Tiffany Ludka ‘04 has a piece of advice for students with big bills: It never hurts to ask for help.
During her first year of medical school at the University of Washington, the Colfax native hit on the idea of asking the medical community in her hometown to consider paying some of her medical school bills if she agreed to go into practice there. She’d known for a long time that she wanted to practice in a small town, preferably the one she grew up in.
Colfax, 13 miles north of Pullman, has a bustling downtown and is the county seat, but with a population just under 3,000, it’s definitely small — which suits Ludka just fine. Seattle was OK, but she prefers the friendli-ness and lack of traffic in communities like Colfax, as well as the easy access to biking trails and trout streams. “I’m big on outdoor things,” she says.
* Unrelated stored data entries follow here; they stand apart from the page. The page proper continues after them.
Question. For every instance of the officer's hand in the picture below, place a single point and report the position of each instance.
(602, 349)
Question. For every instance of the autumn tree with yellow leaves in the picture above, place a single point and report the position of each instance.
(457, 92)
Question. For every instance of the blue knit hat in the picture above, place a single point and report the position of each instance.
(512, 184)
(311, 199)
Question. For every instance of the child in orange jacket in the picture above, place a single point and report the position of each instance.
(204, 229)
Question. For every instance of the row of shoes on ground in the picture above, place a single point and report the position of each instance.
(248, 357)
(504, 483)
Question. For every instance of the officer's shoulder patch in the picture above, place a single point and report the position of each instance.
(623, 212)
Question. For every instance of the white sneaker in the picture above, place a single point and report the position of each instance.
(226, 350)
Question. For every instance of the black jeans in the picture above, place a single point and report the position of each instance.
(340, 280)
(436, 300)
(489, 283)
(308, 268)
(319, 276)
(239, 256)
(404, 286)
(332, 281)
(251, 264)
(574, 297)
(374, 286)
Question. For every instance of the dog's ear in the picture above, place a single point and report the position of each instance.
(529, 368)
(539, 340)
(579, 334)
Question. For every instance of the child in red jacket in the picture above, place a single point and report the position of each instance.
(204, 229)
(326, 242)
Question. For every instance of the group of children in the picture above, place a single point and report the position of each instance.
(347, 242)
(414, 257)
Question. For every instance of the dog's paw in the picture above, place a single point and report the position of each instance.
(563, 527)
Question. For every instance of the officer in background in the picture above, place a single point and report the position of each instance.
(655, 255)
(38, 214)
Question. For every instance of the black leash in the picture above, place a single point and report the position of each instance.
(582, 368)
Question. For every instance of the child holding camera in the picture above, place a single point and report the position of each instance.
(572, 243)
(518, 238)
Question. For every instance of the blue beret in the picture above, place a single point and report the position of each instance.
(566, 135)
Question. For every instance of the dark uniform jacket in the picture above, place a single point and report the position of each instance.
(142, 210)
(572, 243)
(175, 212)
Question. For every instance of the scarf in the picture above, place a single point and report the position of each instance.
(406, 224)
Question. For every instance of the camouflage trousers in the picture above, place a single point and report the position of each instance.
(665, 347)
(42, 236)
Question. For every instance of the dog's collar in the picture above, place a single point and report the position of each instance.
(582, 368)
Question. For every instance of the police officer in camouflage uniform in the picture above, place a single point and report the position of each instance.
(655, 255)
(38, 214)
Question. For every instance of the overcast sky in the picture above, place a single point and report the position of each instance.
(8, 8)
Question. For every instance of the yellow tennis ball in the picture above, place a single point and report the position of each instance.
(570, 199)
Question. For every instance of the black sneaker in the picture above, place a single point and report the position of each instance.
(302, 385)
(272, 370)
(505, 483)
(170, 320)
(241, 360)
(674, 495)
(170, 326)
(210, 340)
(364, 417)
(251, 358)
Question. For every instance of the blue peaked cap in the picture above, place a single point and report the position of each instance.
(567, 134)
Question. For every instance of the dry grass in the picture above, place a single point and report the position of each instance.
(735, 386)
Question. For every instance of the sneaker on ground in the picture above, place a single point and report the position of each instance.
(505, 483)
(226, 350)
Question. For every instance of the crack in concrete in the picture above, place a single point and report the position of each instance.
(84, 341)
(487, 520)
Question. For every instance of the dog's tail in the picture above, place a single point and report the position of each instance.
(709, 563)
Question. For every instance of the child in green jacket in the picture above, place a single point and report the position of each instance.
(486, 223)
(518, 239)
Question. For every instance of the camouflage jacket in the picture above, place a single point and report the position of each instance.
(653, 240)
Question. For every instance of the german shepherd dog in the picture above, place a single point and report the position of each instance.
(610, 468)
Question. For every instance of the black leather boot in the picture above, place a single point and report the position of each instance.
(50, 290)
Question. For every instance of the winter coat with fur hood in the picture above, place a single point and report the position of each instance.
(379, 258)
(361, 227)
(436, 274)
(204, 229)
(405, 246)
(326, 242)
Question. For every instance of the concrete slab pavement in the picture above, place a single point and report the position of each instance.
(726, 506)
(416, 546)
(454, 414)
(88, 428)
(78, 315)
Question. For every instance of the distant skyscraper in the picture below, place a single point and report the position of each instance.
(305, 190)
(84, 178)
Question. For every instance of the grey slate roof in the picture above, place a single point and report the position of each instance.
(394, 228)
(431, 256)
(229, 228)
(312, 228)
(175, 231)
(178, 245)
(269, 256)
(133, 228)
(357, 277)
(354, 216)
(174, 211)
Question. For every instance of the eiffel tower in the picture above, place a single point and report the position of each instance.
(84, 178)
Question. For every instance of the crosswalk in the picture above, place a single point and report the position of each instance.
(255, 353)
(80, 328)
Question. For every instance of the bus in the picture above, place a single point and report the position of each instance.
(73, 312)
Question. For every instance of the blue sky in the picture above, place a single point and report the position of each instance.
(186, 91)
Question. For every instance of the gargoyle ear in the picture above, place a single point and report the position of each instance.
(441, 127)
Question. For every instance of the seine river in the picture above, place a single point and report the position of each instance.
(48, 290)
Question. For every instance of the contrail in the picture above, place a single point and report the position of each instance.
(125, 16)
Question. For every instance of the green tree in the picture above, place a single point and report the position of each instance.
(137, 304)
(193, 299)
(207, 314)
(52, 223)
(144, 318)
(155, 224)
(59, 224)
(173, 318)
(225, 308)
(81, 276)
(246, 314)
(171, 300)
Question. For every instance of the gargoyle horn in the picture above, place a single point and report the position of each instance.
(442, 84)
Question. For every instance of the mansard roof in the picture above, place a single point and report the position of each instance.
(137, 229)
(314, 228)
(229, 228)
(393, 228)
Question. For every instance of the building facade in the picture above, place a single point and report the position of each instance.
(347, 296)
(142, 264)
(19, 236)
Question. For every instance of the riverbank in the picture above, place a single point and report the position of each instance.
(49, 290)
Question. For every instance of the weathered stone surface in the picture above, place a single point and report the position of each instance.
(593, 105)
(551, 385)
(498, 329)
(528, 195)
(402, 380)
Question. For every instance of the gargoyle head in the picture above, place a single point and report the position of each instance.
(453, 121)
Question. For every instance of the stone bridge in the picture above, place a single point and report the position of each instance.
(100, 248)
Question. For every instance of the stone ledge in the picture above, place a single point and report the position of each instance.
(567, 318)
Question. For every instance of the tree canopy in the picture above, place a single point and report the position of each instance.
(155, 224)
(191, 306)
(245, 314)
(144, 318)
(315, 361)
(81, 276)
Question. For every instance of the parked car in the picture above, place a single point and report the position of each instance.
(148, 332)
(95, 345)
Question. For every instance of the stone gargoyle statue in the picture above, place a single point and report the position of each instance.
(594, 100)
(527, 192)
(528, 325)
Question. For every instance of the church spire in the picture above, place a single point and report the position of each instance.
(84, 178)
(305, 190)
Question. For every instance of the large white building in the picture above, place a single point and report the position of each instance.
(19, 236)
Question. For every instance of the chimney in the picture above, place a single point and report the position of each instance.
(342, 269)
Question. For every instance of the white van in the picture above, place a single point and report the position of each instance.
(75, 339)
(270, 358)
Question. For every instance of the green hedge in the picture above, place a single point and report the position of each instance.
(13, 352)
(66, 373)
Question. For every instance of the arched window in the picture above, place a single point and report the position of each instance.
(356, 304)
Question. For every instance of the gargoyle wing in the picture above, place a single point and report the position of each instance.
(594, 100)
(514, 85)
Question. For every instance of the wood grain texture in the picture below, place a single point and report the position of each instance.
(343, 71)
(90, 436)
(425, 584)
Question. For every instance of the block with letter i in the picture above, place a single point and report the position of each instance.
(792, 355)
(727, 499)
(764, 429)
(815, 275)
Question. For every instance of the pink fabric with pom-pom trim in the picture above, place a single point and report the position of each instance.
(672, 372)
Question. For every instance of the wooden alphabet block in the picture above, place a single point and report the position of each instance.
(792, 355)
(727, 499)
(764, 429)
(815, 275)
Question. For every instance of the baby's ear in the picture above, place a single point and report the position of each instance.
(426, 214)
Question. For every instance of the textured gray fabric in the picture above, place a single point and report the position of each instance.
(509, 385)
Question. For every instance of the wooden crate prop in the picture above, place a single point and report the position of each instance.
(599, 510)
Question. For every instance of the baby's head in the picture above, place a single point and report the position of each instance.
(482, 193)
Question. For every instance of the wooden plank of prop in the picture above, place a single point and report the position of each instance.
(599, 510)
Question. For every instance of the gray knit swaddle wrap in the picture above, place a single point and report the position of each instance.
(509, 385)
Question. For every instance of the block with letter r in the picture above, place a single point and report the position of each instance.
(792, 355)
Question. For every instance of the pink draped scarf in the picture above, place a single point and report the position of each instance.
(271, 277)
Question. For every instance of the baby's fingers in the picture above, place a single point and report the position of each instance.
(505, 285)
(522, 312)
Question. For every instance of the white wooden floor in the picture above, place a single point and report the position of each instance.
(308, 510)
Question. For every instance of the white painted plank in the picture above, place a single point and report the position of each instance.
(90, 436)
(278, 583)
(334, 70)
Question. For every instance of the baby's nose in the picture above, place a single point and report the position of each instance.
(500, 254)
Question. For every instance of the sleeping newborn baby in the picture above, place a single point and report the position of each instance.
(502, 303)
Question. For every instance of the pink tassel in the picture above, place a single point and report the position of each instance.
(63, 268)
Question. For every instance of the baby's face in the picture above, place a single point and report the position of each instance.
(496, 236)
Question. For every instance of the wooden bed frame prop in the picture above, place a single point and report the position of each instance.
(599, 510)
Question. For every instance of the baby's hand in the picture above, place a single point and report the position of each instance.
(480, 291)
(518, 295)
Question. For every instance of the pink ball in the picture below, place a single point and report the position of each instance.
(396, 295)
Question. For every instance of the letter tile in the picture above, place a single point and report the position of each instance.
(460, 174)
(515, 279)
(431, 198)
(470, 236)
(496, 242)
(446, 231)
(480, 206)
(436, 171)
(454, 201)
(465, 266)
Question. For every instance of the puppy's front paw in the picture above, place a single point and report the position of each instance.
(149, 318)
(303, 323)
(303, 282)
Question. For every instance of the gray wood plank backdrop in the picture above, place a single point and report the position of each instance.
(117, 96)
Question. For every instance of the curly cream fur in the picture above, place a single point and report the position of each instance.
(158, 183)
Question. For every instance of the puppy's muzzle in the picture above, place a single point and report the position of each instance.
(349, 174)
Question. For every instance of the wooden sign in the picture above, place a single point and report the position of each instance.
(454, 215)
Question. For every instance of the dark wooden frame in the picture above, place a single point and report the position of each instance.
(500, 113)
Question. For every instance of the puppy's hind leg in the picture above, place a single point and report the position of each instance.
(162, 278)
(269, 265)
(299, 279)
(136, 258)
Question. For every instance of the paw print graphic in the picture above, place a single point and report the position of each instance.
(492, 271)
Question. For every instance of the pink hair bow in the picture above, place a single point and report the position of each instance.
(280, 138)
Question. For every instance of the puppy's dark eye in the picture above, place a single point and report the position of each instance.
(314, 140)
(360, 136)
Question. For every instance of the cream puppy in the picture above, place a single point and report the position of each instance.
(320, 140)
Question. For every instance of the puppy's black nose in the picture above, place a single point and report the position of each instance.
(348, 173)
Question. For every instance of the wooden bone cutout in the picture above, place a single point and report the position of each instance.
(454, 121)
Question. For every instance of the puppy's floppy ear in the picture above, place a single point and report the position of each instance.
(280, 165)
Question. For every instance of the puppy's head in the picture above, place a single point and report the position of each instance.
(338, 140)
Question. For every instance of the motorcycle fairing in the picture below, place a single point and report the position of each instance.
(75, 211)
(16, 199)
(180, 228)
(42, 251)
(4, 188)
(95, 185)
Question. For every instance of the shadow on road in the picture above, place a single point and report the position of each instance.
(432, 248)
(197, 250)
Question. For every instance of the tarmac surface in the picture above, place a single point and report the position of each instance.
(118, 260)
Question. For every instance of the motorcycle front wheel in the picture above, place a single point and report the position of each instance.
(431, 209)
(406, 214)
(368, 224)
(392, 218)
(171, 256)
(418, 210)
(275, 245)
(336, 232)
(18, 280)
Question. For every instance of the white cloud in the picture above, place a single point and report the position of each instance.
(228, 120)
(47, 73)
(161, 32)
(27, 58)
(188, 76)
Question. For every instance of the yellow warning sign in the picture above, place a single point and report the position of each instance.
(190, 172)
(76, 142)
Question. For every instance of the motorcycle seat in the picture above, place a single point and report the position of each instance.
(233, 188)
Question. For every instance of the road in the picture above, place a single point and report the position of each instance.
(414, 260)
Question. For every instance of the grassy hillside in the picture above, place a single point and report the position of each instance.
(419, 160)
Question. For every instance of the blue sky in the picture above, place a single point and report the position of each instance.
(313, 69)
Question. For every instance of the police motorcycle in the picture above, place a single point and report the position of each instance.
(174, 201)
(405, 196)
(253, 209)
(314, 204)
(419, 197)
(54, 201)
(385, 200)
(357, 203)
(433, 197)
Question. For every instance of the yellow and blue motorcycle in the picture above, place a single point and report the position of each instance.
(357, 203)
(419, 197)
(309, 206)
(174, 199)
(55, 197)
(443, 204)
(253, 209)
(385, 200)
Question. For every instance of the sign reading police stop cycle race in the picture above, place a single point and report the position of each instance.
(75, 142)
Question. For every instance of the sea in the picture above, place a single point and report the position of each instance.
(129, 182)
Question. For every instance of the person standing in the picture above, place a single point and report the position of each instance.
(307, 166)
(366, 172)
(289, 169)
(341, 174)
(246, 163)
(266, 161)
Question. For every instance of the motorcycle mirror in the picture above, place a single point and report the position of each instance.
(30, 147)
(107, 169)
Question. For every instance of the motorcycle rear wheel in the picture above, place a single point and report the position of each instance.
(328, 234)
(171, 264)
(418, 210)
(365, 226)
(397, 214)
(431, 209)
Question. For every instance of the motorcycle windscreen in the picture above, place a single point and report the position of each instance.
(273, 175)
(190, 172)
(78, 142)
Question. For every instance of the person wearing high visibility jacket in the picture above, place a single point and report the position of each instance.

So she floated the idea with Dr. Kim Mellor, who knew her and her family and could vouch for her commitment to medicine and to small-town life. Mellor asked her to write up a proposal, which he took to the other members of the Whitman Medical Group and to Whitman Hospital and Medical Center administrator Jon Davis and the hospital’s board of directors.
The proposal looked like a good deal for the town as well as for Ludka, says Davis. Physician recruitment has become difficult and costly all across the country, not just in small communities. “You have to think long-term when you do something like this,” he says.
“We want good doctors here, and this is one way of going about it — start with a known quantity, and go from there.”
So the decision was made. Whitman Medical Group and Whitman Hospital contributed about $45,000, half of Ludka’s medical school expenses for her last three years of medical school. In exchange, she agreed to practice in Colfax for three years.
Davis says Ludka’s gender wasn’t a factor in their decision — a male student with the same record and reputation would have gotten the same deal — but it was a bonus. Colfax doesn’t currently have a woman physician, which is a problem since many female patients prefer to see a female doctor, especially for gynecological exams.
Ludka will join Whitman Medical Group in four years, after she finishes her residency in internal medicine and pediatrics. The combination covers everything in family practice but obstetrics. “Women and kids will be my forte,” she says.
For Ludka the hardest part of the agreement was getting up the nerve to ask for help. Now a poised, outgoing professional, as a teenager she was so shy that she doubted her ability to be a doctor.
“I didn’t know if I could handle working with people all the time,” she says. She thought research might be a better fit, so while still in high school she worked in labs in the neuroscience department at Washington State University. At the same time, she participated in the Junior Miss program, where her daffy impersonation of Jim Carrey’s character from the movie Liar, Liar helped her place second — and see herself in a whole new light.
“I was floored,” she says. “I was up on stage yelling and acting all crazy, and I loved it. I thought, this is pretty cool.”
When she came to WSU, her classes in the Honors College further boosted her confidence.
“You’re sitting in your class of 20, and the professor says, ‘Tell me what you thought of this paragraph,’ and you have to speak up. You’re kind of forced to come out of your shell,” she recalls.
If she hadn’t gotten financial aid from her hometown, Ludka says she might have had to take a job in a big city just to earn enough to pay back the loans she’d have needed to finish medical school. Compared to that, asking the Colfax medical establishment for help didn’t seem so scary.
“It wasn’t easy, but it was so practical,” she says. “I figured, what better way [for them] than to find a home-grown person who’s not going to be afraid to go back to a small town, who is willing and happy to come back? See if they can help me out and make that more possible?
“If I hadn’t asked, I never would have known.”